作者
Jiale Li,Changfeng Miao,Haijun Guo,Maximo Lin,Rui Chen,Jun Peng,Jiachong Wang,Chunhai Tang,Zigui Chen
摘要
Lysine lactylation (Kla), first described in 2019, is an emerging post-translational modification that converts lactate availability into changes in chromatin state and protein function. In cancer, where glycolysis and microenvironmental hypoxia often elevate lactate, lactylation has been linked to transcriptional reprogramming, immune modulation, cellular plasticity, and therapy resistance. Here, we synthesize current evidence across major organ systems to clarify how lactylation is generated, interpreted, and removed, and how it interacts with tumor metabolism and the tumor microenvironment. We summarize enzymatic and non-enzymatic routes to Kla formation, discuss candidate writers, erasers, and readers, and highlight recurring mechanistic patterns spanning histone and non-histone substrates, including regulation of immune-evasive signaling, ferroptosis susceptibility, DNA repair, and stress-adaptation programs.

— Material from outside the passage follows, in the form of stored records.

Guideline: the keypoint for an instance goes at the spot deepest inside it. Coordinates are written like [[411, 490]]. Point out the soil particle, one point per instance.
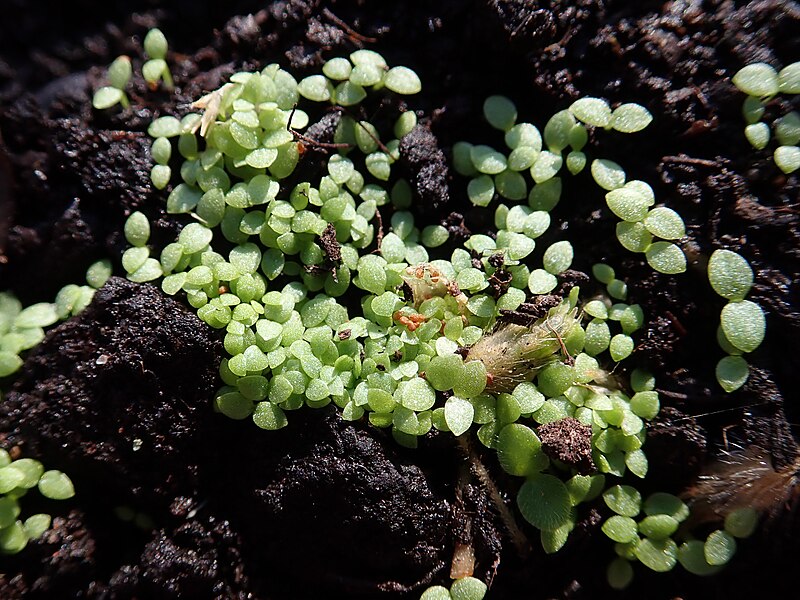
[[196, 560], [570, 442], [374, 518], [107, 390], [426, 170], [65, 556]]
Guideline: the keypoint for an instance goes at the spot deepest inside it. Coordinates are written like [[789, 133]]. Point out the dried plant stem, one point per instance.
[[518, 538]]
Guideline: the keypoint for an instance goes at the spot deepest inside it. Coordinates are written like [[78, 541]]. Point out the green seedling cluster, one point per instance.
[[761, 82], [16, 479], [742, 322], [529, 172], [23, 328], [466, 588], [154, 70], [442, 341]]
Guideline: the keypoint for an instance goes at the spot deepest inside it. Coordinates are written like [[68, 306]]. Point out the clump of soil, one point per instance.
[[120, 396]]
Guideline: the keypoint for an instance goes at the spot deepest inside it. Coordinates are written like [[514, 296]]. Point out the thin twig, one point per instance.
[[349, 30]]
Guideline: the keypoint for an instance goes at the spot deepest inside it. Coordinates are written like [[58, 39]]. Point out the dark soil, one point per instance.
[[119, 397]]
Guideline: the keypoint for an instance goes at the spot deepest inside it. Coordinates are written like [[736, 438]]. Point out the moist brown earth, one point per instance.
[[216, 508]]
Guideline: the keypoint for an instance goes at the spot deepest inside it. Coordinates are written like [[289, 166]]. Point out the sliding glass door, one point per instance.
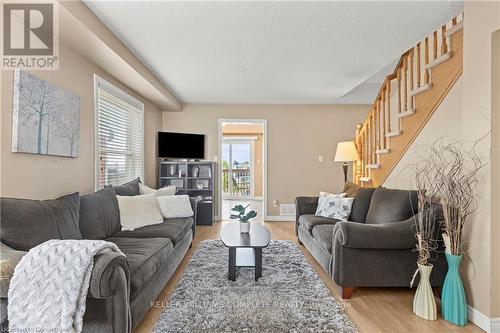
[[237, 168]]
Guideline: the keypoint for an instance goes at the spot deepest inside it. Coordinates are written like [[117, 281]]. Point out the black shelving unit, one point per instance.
[[195, 179]]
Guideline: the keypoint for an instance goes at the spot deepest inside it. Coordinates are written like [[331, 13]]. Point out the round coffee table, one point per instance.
[[257, 239]]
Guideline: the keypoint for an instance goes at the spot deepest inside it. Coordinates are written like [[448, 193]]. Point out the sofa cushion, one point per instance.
[[323, 234], [351, 189], [28, 223], [145, 258], [174, 229], [128, 189], [390, 205], [99, 214], [309, 221], [9, 258], [361, 204]]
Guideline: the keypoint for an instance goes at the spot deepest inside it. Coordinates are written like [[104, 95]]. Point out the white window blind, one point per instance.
[[119, 135]]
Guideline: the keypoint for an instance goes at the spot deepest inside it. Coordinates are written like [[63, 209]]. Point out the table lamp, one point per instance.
[[346, 152]]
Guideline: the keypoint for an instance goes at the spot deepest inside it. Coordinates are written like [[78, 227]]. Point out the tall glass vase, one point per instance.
[[424, 304], [453, 305]]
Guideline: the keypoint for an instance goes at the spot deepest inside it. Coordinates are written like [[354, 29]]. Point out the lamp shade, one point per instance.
[[346, 152]]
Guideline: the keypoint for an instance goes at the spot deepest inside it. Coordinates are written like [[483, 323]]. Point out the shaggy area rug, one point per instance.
[[289, 297]]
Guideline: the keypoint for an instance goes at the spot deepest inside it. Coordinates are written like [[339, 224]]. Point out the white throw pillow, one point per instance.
[[175, 206], [334, 207], [336, 195], [167, 190], [138, 211]]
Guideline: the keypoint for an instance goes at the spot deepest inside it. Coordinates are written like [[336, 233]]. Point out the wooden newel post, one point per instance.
[[356, 169]]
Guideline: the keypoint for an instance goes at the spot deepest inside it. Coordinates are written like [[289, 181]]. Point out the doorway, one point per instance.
[[242, 166]]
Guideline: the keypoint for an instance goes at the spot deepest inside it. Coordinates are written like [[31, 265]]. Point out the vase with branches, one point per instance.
[[450, 170], [426, 228], [243, 217]]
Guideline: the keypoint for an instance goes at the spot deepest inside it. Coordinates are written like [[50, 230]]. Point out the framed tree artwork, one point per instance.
[[46, 119]]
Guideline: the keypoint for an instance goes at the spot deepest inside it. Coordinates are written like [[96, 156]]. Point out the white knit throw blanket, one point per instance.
[[49, 287]]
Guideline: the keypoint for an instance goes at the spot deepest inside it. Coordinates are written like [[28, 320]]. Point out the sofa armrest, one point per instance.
[[104, 280], [304, 205], [390, 236]]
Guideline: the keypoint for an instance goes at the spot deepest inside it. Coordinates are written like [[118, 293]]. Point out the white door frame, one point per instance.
[[262, 122], [251, 142]]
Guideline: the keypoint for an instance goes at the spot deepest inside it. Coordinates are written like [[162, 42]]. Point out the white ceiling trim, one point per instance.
[[272, 52]]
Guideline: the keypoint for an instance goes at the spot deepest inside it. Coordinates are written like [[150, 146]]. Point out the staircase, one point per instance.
[[407, 99]]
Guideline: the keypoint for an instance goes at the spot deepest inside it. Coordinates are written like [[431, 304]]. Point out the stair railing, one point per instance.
[[396, 98]]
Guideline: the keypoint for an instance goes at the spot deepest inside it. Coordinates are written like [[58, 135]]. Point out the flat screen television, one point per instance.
[[181, 145]]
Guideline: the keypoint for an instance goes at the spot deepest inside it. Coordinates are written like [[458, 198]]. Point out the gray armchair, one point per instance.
[[375, 248]]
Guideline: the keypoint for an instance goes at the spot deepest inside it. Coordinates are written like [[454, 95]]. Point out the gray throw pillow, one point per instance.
[[128, 189], [361, 204], [28, 223], [99, 214], [390, 205]]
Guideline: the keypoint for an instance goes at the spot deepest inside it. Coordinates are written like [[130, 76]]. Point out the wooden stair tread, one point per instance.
[[373, 166], [382, 151], [439, 60], [392, 134], [453, 30], [421, 89], [406, 113]]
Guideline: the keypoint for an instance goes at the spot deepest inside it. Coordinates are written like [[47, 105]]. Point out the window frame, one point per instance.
[[99, 81]]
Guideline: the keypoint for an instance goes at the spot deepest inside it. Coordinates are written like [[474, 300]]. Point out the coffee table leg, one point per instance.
[[231, 273], [258, 263]]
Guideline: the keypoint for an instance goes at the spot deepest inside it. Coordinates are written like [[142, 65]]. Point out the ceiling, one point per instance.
[[272, 52]]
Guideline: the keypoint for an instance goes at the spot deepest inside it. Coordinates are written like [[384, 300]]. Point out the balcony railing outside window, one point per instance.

We also integrate translational considerations, outlining druggable nodes within lactate production and transport pathways and within acetyltransferase and deacylase systems, and discuss how lactylation measurements could support patient stratification, pharmacodynamic monitoring, and rational combination strategies. Finally, we identify key open questions that currently limit clinical translation, including site-level causality, cell-type and spatial attribution in patient tissues, assay specificity and quantitative stoichiometry, and the conditions under which lactylation promotes versus restrains tumor progression. Together, this framework aims to guide mechanistic studies and accelerate the development of clinically actionable lactylation-directed interventions.